2.5. Quality Assessment of Individual Studies

Following Healthcare Research and Quality Agency recommendations, two independent researchers (ADL and LMR) applied the Quality Assessment of Diagnostic Accuracy Studies-2 checklist (QUADAS-2) [26]. Any discrepancies were resolved by a third reviewer (MMSC). The QUADAS-2 checklist assesses study quality by analyzing four key domains: (1) patient selection, (2) index tests, (3) reference tests, and (4) flow and times. Risk of bias and applicability concerns for each domain were assessed as “low”, “high”, or “unclear”. One point was assigned to each item assessed as “low”. Thus, articles were grouped into the following quality categories based on their cumulative score: “high” quality (6–7 points), “moderate” quality (4–5 points), and “low” quality (0–3 points).

2.6. Statistical Analysis

MetaDiSc software (v.1.4) [27], free R software (v.3.4.4; https://www.r-project.org, accessed 30 November 2020), and STATA (v.14.0; https://www.stata.com, accessed 30 November 2020) were used to carry out statistical analysis. The numbers of TP, FP, FN, and TN in each study unit in the diagnostic meta-analysis were extracted to calculate pooled sensitivity [TP/(TP + FN)], specificity [TN/(TN + FP)], positive likelihood ratio (PLR) [(sensitivity/(1 − sensitivity)], negative likelihood ratio (NLR), [(1 − specificity)/specificity)], diagnostic odds ratio (dOR), and their corresponding 95% confidence intervals (CIs) using a bivariate random or fixed effect meta-analysis model. The pooled diagnostic performance of salivary DNA promoter hypermethylation for HNC detection was determined by plotting the summary receiver operator characteristic (SROC) curve and calculating the area under the SROC curve (AUC). Heterogeneity analysis was used to identify factors influencing accuracy indicators and the statistical model applied [27]. Spearman’s correlation analysis and ROC plane plots were used to assess heterogeneity due to the threshold effect. Cochran’s Q statistic test-based chi-squared test and I2 statistics were used to assess non-threshold heterogeneity.
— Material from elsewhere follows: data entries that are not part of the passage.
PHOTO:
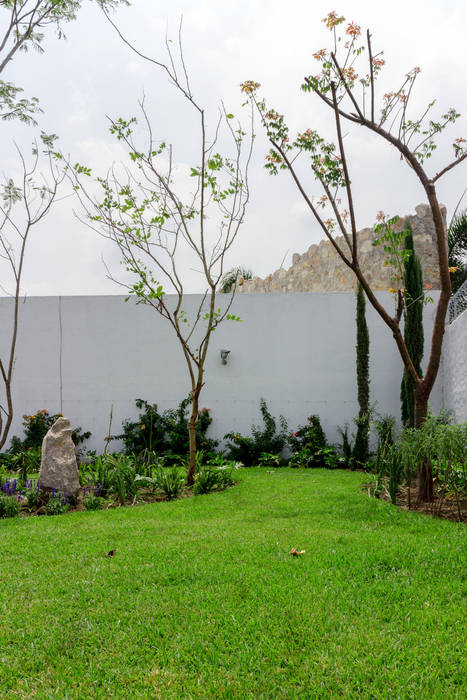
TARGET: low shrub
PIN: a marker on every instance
(326, 457)
(248, 449)
(10, 506)
(216, 474)
(270, 460)
(166, 433)
(310, 449)
(170, 480)
(32, 494)
(57, 504)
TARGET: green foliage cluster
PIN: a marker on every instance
(9, 506)
(248, 449)
(57, 504)
(111, 474)
(361, 444)
(164, 433)
(310, 448)
(93, 502)
(215, 474)
(229, 278)
(457, 249)
(438, 444)
(413, 326)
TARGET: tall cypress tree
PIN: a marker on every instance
(361, 447)
(413, 326)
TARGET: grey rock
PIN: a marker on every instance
(59, 470)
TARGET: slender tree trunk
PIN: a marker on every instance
(424, 472)
(190, 477)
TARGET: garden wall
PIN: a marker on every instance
(81, 355)
(455, 368)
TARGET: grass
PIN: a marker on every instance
(202, 599)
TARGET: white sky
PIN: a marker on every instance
(92, 74)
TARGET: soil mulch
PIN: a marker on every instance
(441, 507)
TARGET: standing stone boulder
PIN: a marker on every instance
(59, 470)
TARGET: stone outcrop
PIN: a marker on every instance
(320, 269)
(59, 470)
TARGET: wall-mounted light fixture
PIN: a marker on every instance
(224, 356)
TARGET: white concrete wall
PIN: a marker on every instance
(81, 355)
(455, 368)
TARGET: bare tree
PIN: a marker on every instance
(24, 28)
(23, 204)
(147, 213)
(352, 97)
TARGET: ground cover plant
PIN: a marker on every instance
(248, 449)
(113, 480)
(200, 598)
(154, 433)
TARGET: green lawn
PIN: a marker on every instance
(202, 599)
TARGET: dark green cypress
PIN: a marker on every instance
(413, 326)
(361, 449)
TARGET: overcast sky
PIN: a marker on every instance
(92, 74)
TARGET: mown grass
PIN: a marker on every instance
(202, 599)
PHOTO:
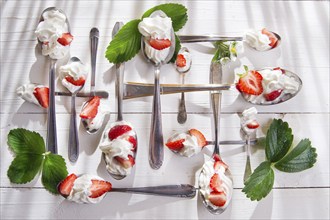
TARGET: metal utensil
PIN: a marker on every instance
(156, 143)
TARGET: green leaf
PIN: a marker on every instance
(126, 43)
(53, 172)
(260, 183)
(24, 168)
(177, 12)
(278, 140)
(302, 157)
(22, 141)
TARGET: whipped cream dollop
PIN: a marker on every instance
(190, 145)
(274, 80)
(26, 92)
(257, 40)
(156, 27)
(118, 147)
(81, 190)
(208, 171)
(76, 70)
(187, 56)
(49, 31)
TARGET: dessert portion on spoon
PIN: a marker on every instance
(262, 40)
(268, 86)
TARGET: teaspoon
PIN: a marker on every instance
(156, 143)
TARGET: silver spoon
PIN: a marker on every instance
(156, 143)
(51, 116)
(182, 115)
(73, 132)
(216, 77)
(282, 98)
(119, 91)
(94, 39)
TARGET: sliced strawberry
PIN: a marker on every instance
(42, 95)
(273, 39)
(159, 44)
(200, 137)
(180, 61)
(253, 125)
(66, 39)
(79, 82)
(118, 130)
(127, 163)
(215, 183)
(273, 95)
(91, 109)
(99, 187)
(65, 187)
(218, 198)
(250, 83)
(175, 145)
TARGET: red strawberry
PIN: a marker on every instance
(42, 95)
(159, 44)
(180, 61)
(65, 39)
(175, 145)
(218, 198)
(271, 36)
(253, 125)
(250, 83)
(66, 185)
(118, 130)
(273, 95)
(215, 183)
(99, 187)
(200, 137)
(79, 82)
(127, 163)
(91, 109)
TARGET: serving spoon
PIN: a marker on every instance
(51, 116)
(156, 143)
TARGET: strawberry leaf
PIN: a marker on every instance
(278, 140)
(24, 168)
(53, 172)
(22, 141)
(126, 43)
(302, 157)
(260, 183)
(177, 13)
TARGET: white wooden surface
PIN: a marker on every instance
(304, 27)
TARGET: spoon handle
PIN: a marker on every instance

When I2 > 50% and/or p < 0.05 for the Cochran’s Q test, heterogeneity was considered to be significant. The DerSimonian and Laird random effects model was applied when heterogeneity was significant; otherwise, we applied the Mantel–Haenszel fixed effects model. Potential sources of non-threshold heterogeneity were explored by meta-regression and subgroup analyses. In addition, the predictive value of post-salivary DNA promoter hypermethylation for HNC diagnosis was evaluated by Fagan’s nomogram. Post-test probability was calculated using Bayes theorem under the assumption of prior probabilities of 25%, 50%, and 75%, respectively [28]. Deeks’ funnel plot asymmetry test [29] was used to ascertain publication bias (statistical significance: p < 0.05).

3. Results

3.1. Study Selection

A PRISMA flowchart for the literature identification and selection process is shown in Figure 1. A total of 576 studies were identified based on the search strategy across the five electronic databases, which was reduced to 470 after removing duplicates. After title and abstract review, 27 articles were submitted for full-text reading, of which nine were excluded for the following reasons: non-independent cancer group (two articles); reviews, letters, personal opinions, book chapters, case reports, conference abstracts, and meetings (three articles); absence of a healthy control group (one article); saliva enriched with brush oral cytology (two articles); and insufficient information for meta-analysis (one article). In the end, 18 articles met the inclusion criteria for final analysis [10,11,12,30,31,32,33,34,35,36,37,38,39,40,41,42,43,44].

Figure 1.

Figure 1

PRISMA flow diagram.

3.2. Characteristics of Included Studies

The characteristics of the included studies are shown in Table 1. The 18 articles comprised a total of 84 study units, including 4758 HNC patients and 3605 healthy individuals (the sample size ranged from 13 [31] to 210 [41]). All articles were published between 2001 and 2020, and studies were conducted in the following geographical regions: the United States (5), Australia (3), Thailand (2), Japan (2), France (1), Brazil (1), India (1), Taiwan (1), Colombia (1), and Italy (1). Saliva samples included oral rinses (12) and whole saliva (6). Salivary DNA methylation was detected by different methods, including methylation-specific polymerase chain reaction (MSP) (11) and quantitative MSP (7). A total of 34 different genes were identified in the studies. Five studies evaluated the methylation status of a single gene [31,34,36,39,41] and 13 studies evaluated two or more genes [10,11,12,30,32,33,35,37,38,40,42,43,44]. Ten studies focused on gene promoter methylation panels combining two to four genes, whereas eight studies evaluated only single genes.

Table 1.

Summary of descriptive characteristics of included studies.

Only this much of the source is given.